# Phase shift of e.m. wave through a glass plate

Tags:
1. Apr 6, 2017

### crick

1. The problem statement, all variables and given/known data
Consider a glass plate of refraction index n and thickness $\Delta x$ placed between a point monochromatic source S and an observer O, as in picture.

(a) Prove that, if absorption from the plate is neglegible, then the effect on the wave received by O is the add of a phase difference $-\omega (n-1)\Delta x/c$ without changing the amplitude $E_0$ .

(b) If the phase shift is small, ($\Delta x \sim 0$ or $n \sim 1$) prove that the wave received by O can be seen as the superposition of the original wave of amplitude $E_0$ and a wave of amplitude $E_0 \omega (n-1) \Delta x/c$, with a phase shift of $\pi/2$.

2. Relevant equations
$E(x,t)=E_0 cos (kx-\omega t)$

3. The attempt at a solution
For (a) I know that there is a path difference between a wave that propagates in air and a wave that propagrates in the plate which is $n \Delta x$ and from this derives a phase shift as in the text. Nevertheless I'm not really sure how can I prove it.
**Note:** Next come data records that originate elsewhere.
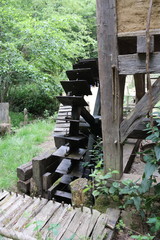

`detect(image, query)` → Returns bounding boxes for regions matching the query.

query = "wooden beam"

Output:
[137,35,154,53]
[129,118,160,139]
[118,52,160,75]
[120,78,160,142]
[134,74,145,103]
[97,0,123,178]
[93,86,101,116]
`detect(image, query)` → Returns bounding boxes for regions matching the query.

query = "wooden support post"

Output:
[137,36,154,54]
[119,75,126,122]
[93,86,101,116]
[120,78,160,142]
[134,74,145,103]
[97,0,123,179]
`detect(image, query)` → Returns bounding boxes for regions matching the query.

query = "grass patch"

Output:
[0,120,54,190]
[9,111,34,128]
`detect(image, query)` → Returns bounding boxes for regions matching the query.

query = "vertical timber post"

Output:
[97,0,123,179]
[134,73,145,103]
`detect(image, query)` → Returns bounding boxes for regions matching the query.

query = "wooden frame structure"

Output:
[97,0,160,179]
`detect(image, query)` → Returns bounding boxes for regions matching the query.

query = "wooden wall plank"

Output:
[118,52,160,75]
[120,78,160,142]
[97,0,123,179]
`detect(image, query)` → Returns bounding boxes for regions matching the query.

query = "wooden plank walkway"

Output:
[0,190,120,240]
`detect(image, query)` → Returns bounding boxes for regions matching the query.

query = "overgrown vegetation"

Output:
[0,0,96,114]
[85,113,160,240]
[0,120,54,190]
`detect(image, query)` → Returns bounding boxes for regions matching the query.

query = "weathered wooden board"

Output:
[53,146,87,160]
[22,201,61,236]
[55,159,71,174]
[137,35,154,53]
[61,80,92,96]
[0,193,20,211]
[0,195,32,227]
[123,139,138,172]
[0,194,119,240]
[118,52,160,75]
[116,0,160,33]
[17,179,30,193]
[17,161,32,181]
[97,0,126,179]
[0,190,9,201]
[12,198,47,231]
[57,96,88,106]
[0,103,9,123]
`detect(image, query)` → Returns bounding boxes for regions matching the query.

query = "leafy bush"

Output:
[8,83,60,115]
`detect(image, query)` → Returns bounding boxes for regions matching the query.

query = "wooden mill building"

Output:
[18,0,160,203]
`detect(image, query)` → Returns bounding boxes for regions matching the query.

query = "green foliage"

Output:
[85,115,160,236]
[7,83,60,115]
[0,0,96,108]
[147,217,160,232]
[116,219,126,232]
[0,120,54,190]
[131,234,154,240]
[9,111,34,128]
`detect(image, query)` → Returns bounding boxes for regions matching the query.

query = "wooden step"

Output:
[61,80,92,96]
[55,158,71,175]
[66,68,95,85]
[54,190,72,203]
[73,58,99,77]
[54,133,86,143]
[57,96,88,106]
[53,146,87,160]
[55,159,84,178]
[60,174,74,185]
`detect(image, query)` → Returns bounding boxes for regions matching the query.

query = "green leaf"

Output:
[109,187,117,194]
[133,197,142,211]
[112,182,120,188]
[92,190,100,197]
[154,146,160,161]
[144,162,157,179]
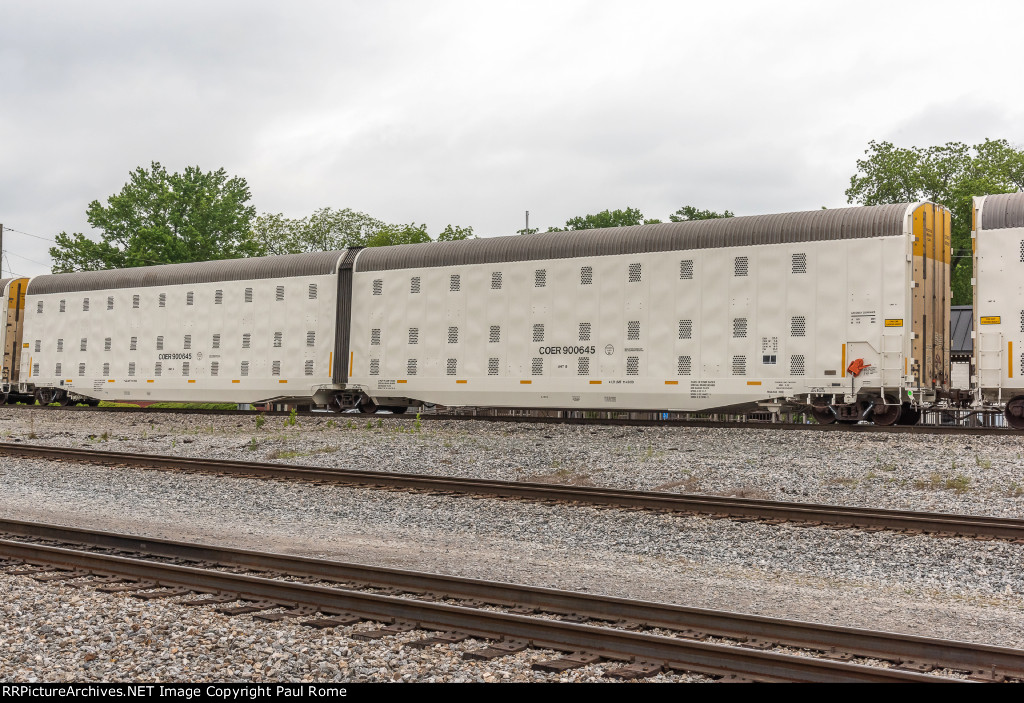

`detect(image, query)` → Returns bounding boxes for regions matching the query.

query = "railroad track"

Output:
[0,520,1024,683]
[6,443,1024,543]
[0,405,1024,437]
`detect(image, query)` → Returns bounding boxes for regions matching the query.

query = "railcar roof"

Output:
[29,252,346,295]
[981,192,1024,229]
[355,203,911,271]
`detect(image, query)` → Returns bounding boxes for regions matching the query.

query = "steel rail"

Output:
[0,540,956,683]
[6,443,1024,540]
[0,405,1024,437]
[0,520,1024,678]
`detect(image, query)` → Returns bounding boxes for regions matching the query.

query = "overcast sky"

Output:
[0,0,1024,275]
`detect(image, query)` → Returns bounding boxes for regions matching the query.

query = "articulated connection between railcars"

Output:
[0,194,1024,427]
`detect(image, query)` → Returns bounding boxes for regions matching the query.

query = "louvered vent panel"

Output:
[732,356,746,376]
[676,356,690,376]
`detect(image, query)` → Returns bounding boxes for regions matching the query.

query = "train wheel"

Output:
[871,396,903,427]
[1002,395,1024,430]
[811,405,836,425]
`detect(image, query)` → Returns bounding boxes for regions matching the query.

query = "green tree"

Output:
[846,139,1024,305]
[669,205,734,222]
[50,162,260,273]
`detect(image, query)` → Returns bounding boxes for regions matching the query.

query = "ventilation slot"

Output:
[676,356,690,376]
[732,356,746,376]
[790,315,807,337]
[790,354,804,376]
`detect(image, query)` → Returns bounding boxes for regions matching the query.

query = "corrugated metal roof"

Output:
[949,305,974,356]
[981,192,1024,229]
[29,252,346,295]
[355,204,910,271]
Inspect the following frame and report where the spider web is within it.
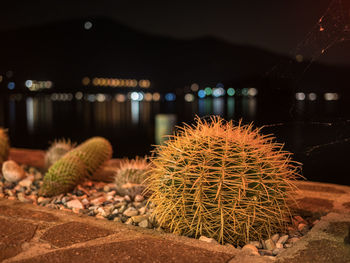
[267,0,350,81]
[264,0,350,159]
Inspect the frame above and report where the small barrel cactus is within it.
[115,157,149,197]
[45,139,75,168]
[147,117,300,245]
[39,154,87,196]
[70,137,113,177]
[40,137,112,196]
[0,128,10,167]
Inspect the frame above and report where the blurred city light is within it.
[164,92,176,101]
[153,92,160,101]
[204,87,213,96]
[96,93,106,102]
[75,91,84,100]
[227,88,236,96]
[145,92,153,101]
[24,79,53,91]
[295,54,304,63]
[198,89,205,99]
[7,81,16,90]
[295,92,306,100]
[191,83,199,92]
[84,21,92,30]
[81,77,90,86]
[242,88,249,96]
[185,93,194,102]
[115,94,126,102]
[323,92,339,101]
[213,88,225,98]
[308,92,317,101]
[248,88,258,97]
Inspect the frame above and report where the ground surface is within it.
[0,149,350,263]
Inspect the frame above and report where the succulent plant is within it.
[39,154,87,196]
[146,117,301,245]
[40,137,112,196]
[115,157,149,197]
[45,139,75,168]
[0,128,10,167]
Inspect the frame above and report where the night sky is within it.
[0,0,350,64]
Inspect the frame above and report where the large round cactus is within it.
[148,117,300,245]
[0,128,10,167]
[45,139,75,168]
[39,154,87,196]
[40,137,112,196]
[115,157,149,197]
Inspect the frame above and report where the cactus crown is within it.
[0,128,10,167]
[45,139,76,168]
[147,117,299,245]
[40,137,112,196]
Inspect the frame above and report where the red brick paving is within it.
[40,222,114,247]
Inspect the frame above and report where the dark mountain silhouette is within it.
[0,17,350,95]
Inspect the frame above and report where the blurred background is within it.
[0,0,350,185]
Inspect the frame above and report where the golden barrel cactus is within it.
[0,128,10,167]
[147,117,300,245]
[115,157,149,197]
[40,137,112,196]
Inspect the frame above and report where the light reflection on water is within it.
[0,96,350,186]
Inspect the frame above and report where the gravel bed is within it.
[0,166,318,257]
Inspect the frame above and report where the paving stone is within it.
[41,222,115,247]
[276,240,350,263]
[15,238,233,263]
[0,218,37,261]
[325,222,350,242]
[0,206,58,222]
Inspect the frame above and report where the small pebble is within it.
[134,195,145,202]
[265,239,276,250]
[199,236,219,244]
[242,244,259,256]
[138,219,149,228]
[123,207,139,217]
[271,234,280,243]
[66,199,84,209]
[249,241,262,248]
[277,235,289,245]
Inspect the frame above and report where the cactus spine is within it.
[40,137,112,196]
[0,128,10,167]
[115,157,149,197]
[147,117,299,245]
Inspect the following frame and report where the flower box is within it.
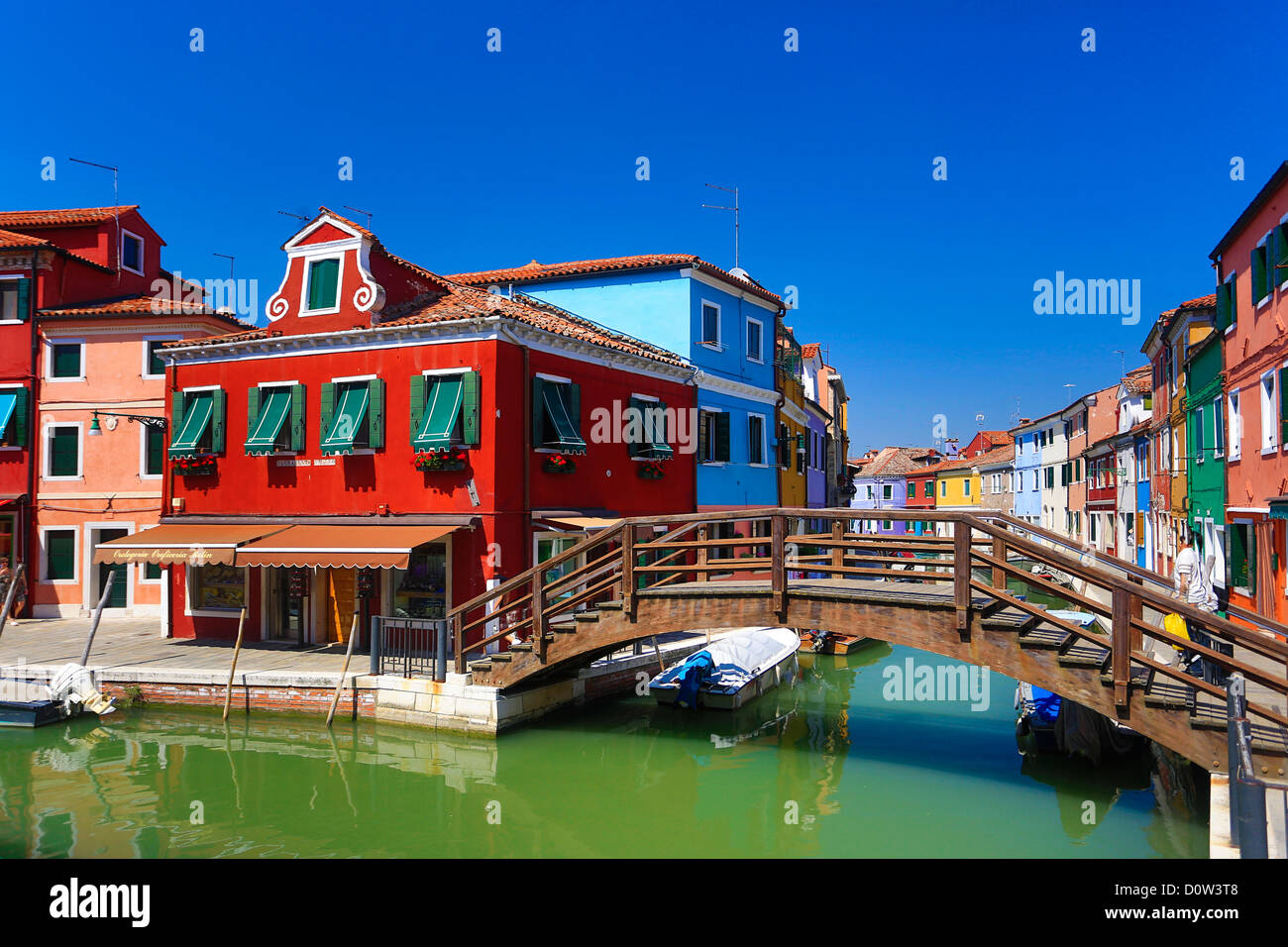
[170,454,215,476]
[541,454,577,473]
[412,447,468,473]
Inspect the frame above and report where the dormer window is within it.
[121,231,143,275]
[304,257,340,312]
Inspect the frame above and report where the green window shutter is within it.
[18,277,31,322]
[532,377,546,447]
[318,381,335,445]
[461,371,483,447]
[291,385,305,454]
[368,377,385,447]
[407,374,425,446]
[9,388,31,447]
[210,388,228,454]
[246,385,259,451]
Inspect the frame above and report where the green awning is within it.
[170,391,215,458]
[246,388,291,458]
[0,388,18,438]
[541,385,587,454]
[322,384,369,454]
[411,374,465,451]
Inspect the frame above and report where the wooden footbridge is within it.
[448,509,1288,783]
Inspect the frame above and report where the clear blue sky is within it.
[0,0,1288,453]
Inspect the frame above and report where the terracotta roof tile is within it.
[0,204,139,230]
[447,254,783,307]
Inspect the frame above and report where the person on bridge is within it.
[1172,539,1227,686]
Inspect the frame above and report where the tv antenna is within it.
[702,184,742,269]
[344,204,371,231]
[68,158,121,282]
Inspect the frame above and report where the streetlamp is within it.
[87,411,168,437]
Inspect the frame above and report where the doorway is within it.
[95,530,130,608]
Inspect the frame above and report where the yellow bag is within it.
[1163,612,1190,651]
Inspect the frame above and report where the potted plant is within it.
[541,454,577,473]
[412,447,468,473]
[636,460,666,480]
[172,454,215,476]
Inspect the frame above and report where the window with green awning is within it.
[322,378,385,455]
[532,377,587,454]
[246,386,291,458]
[170,390,223,458]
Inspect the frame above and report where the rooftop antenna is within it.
[344,204,371,231]
[69,158,121,282]
[702,184,742,269]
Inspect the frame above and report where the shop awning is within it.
[94,524,286,566]
[0,388,18,437]
[411,374,465,451]
[170,391,215,458]
[541,385,587,454]
[233,526,458,569]
[322,384,369,454]
[246,388,291,458]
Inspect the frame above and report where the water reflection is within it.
[0,643,1207,857]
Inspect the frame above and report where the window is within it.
[1261,369,1279,451]
[305,257,340,312]
[187,566,246,612]
[141,424,164,476]
[46,424,81,479]
[318,378,380,455]
[44,530,76,582]
[121,231,143,275]
[698,411,729,464]
[0,388,31,447]
[143,339,175,377]
[0,278,31,322]
[408,371,482,458]
[702,301,720,348]
[170,388,226,458]
[49,342,85,380]
[747,415,765,464]
[244,384,304,458]
[747,318,765,362]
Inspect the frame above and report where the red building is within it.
[0,205,242,616]
[103,207,696,642]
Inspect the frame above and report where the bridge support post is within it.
[1109,585,1138,716]
[769,513,787,622]
[953,519,970,640]
[622,526,635,622]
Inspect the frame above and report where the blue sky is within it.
[0,0,1288,454]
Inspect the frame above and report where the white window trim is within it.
[142,335,183,378]
[116,227,147,275]
[698,299,724,352]
[0,273,27,326]
[40,420,85,483]
[36,523,81,585]
[138,424,164,480]
[46,338,86,382]
[747,316,765,365]
[299,250,349,316]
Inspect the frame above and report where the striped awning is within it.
[233,526,458,569]
[170,391,215,458]
[322,384,371,454]
[246,388,291,458]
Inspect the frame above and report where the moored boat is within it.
[649,627,800,710]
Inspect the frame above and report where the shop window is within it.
[187,566,246,612]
Anyway most of my doubts are about point (b). I find it difficult to understand where to start to prove this fact, any help is highly appreciated

2. Apr 7, 2017

### ehild

Assume the original wave $E(x,t)=E_0 \sin (kx-\omega t)$. The glass slab causes a phase shift, so the new wave at O is $E(x,t)=E_0 \sin (kx-\omega t + Φ)$. Apply the addition law for sin (α+β) taking α=kx-ωt and β=Φ=(n-1)Δxω/c. Use that the phase difference Φ is small, so cos(Φ)≈1 and sin(Φ)≈Φ.